I have taught a Fundamentals of Financial and Tax Planning course at Eastern Illinois University for the past six years. One topic that I cover in the course is regulation of brokers and investment advisers. My students stare at me in disbelief when I explain that investment advisers are required to act as fiduciaries for their clients–that is, work in the best interests of their clients–while brokers are salespeople who must merely recommend investment products that are suitable for their clients.
Inevitably, a student in the class will ask, “If this is true, why would anyone hire a broker?”
My answer: People hire brokers because they cannot differentiate them from investment advisers.
Brokers (and others selling financial products) use many of the same titles used by investment advisers, such as “financial adviser,” “wealth manager” or “financial planner.” None of those titles are regulated and none of them require adherence to the fiduciary standard.

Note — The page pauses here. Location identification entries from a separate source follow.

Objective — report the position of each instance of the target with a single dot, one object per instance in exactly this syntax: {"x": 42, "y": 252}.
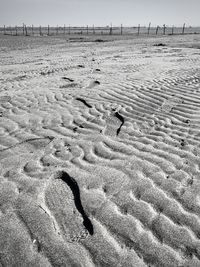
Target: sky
{"x": 99, "y": 12}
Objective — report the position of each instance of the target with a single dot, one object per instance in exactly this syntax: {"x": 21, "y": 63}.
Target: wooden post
{"x": 149, "y": 28}
{"x": 173, "y": 30}
{"x": 183, "y": 30}
{"x": 138, "y": 29}
{"x": 111, "y": 29}
{"x": 157, "y": 30}
{"x": 164, "y": 29}
{"x": 26, "y": 32}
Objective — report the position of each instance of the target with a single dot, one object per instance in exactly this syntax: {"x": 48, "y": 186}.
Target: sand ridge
{"x": 99, "y": 153}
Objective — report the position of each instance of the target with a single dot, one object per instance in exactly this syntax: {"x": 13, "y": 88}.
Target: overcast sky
{"x": 99, "y": 12}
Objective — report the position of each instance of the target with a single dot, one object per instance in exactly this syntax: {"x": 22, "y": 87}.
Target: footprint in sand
{"x": 62, "y": 198}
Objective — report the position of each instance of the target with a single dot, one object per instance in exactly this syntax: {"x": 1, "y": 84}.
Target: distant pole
{"x": 183, "y": 30}
{"x": 138, "y": 29}
{"x": 111, "y": 29}
{"x": 149, "y": 28}
{"x": 26, "y": 30}
{"x": 157, "y": 30}
{"x": 173, "y": 30}
{"x": 164, "y": 29}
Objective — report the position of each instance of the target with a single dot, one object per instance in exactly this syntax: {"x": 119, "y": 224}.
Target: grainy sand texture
{"x": 99, "y": 152}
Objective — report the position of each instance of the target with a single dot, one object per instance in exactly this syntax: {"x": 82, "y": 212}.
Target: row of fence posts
{"x": 26, "y": 33}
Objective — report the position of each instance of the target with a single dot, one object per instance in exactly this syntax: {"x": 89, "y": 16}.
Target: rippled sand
{"x": 99, "y": 152}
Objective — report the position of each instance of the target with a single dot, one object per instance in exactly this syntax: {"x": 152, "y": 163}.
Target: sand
{"x": 99, "y": 152}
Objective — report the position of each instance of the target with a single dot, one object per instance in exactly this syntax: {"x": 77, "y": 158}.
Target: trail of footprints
{"x": 142, "y": 143}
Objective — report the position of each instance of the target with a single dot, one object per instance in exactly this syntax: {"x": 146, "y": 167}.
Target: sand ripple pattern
{"x": 99, "y": 156}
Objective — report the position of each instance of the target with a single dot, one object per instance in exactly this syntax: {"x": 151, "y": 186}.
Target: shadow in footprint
{"x": 70, "y": 181}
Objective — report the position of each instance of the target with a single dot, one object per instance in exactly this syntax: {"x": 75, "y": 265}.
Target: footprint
{"x": 62, "y": 197}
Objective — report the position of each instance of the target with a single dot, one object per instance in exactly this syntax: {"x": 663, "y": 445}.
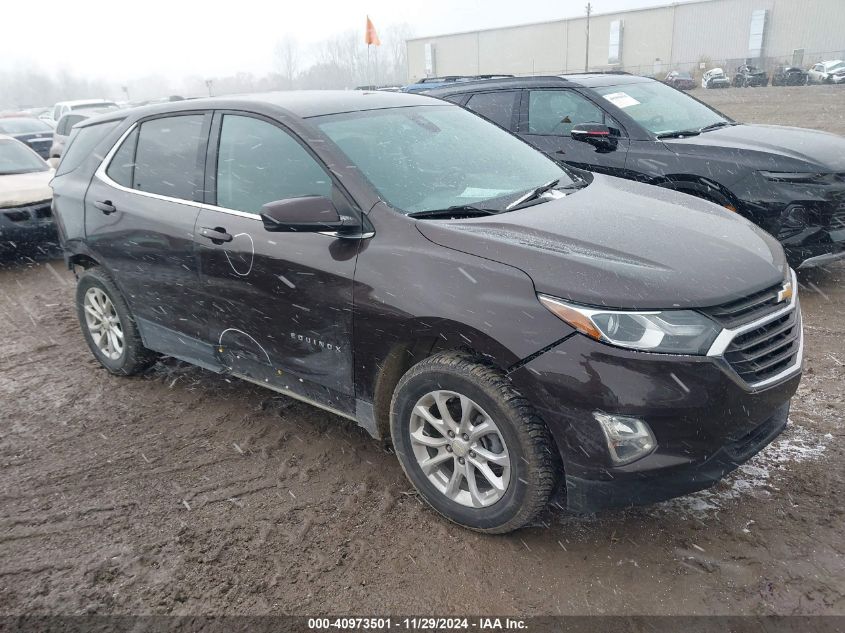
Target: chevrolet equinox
{"x": 394, "y": 259}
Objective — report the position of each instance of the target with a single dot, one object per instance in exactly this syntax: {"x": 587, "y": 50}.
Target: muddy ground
{"x": 182, "y": 491}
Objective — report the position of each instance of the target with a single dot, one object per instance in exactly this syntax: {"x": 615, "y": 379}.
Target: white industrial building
{"x": 685, "y": 36}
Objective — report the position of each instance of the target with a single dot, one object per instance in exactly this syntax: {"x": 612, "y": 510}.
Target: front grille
{"x": 763, "y": 352}
{"x": 747, "y": 309}
{"x": 744, "y": 447}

But based on my research, conducted with Leisa Flynn and G. Wayne Kelly of the University of Southern Mississippi, it is clear that many customers are in the dark when it comes to titles and responsibilities. Our research shows that 55% of our survey participants incorrectly believed that a financial adviser is held to a fiduciary standard; 29% had the same mistaken belief about investment sales representatives.
These results are especially timely given the current debate regarding the Department of Labor’s fiduciary rule that would require brokers to act as a fiduciary for their clients. Last week, the Labor Department proposed delaying the April 10 implementation of the rule by 60 days to give the department time to re-evaluate it. Last month, President Trump ordered a review of the rule’s economic impact on business and investors.
All of this leads me to believe that there is a simpler solution than requiring brokers to act as fiduciaries, albeit one that would likely not fall within the authority of the Labor Department. This solution would be to regulate the job titles that brokers and investment advisers may use so that consumers know whom they are hiring to manage their money. Prohibit brokers from using any title other than investment sales representative. If someone is duly licensed as a broker and an investment adviser, require them to list both titles in their marketing material, with the term “investment sales representative” listed first.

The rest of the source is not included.